Modulation of voltage-gated ion channels in rat retinal ganglion cells mediated by somatostatin receptor subtype 4

Somatostatin (somatotropin release-inhibiting factor [SRIF]) is known to modulate the excitability of retinal ganglion cells, but the membrane mechanisms responsible and the extent to which intracellular calcium signaling is affected have not been determined. We show that somatostatin receptor subtype 4 (sst₄) is expressed specifically in rat ganglion cells and that the generation of repetitive action potentials by isolated ganglion cells is reduced in the presence of L-803,087, a selective sst₄ agonist (10 nM).
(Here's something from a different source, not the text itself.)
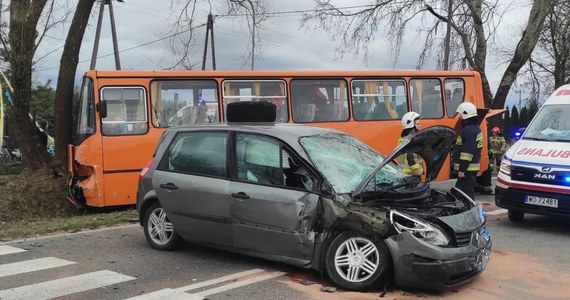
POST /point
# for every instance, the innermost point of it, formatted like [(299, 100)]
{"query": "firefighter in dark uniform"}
[(411, 163), (467, 152)]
Under voltage clamp, L-803,087 increased outward K⁺ currents by 51.1 ± 13.1% at 0 mV and suppressed Ca²⁺ channel currents by 32.5 ± 9.4% at -10 mV in whole cell patch-clamped ganglion cells. The N-type Ca²⁺ channel blocker ω-conotoxin GVIA (CTX, 1 μM) reduced L-type Ca²⁺ current (I_Ca) in ganglion cells by 43.5 ± 7.2% at -10 mV, after which addition of L-803,087 further reduced I_Ca by 28.0 ± 16.0%. In contrast, ganglion cells treated first with nifedipine (NIF, 10 μM), which blocked 46.1 ± 3.5% of the control current at -10 mV, did not undergo any further reduction in I _Ca in the presence of L-803,087 (-3.5 ± 3.8% vs. NIF), showing that stimulation of sst₄ reduces Ca²⁺ influx through L-type Ca²⁺ channels. To assess the effects of sst₄ stimulation on intracellular Ca²⁺ levels ([Ca²⁺] _i) in ganglion cells, fura-2 was used to measure changes in [Ca ²⁺]_i in response to depolarization induced by elevated [K⁺]_o. [Ca²⁺]_i was increased to a lesser extent (86%) in the presence of L-803,087 compared with recordings made in the absence of the sst4 agonist and this effect was blocked by NIF (10 μM). Suppression of spiking and Ca²⁺ signaling via sst₄ may contribute to the reported neuroprotective actions of somatostatin and promote ganglion cell survival following ischemia and axonal trauma.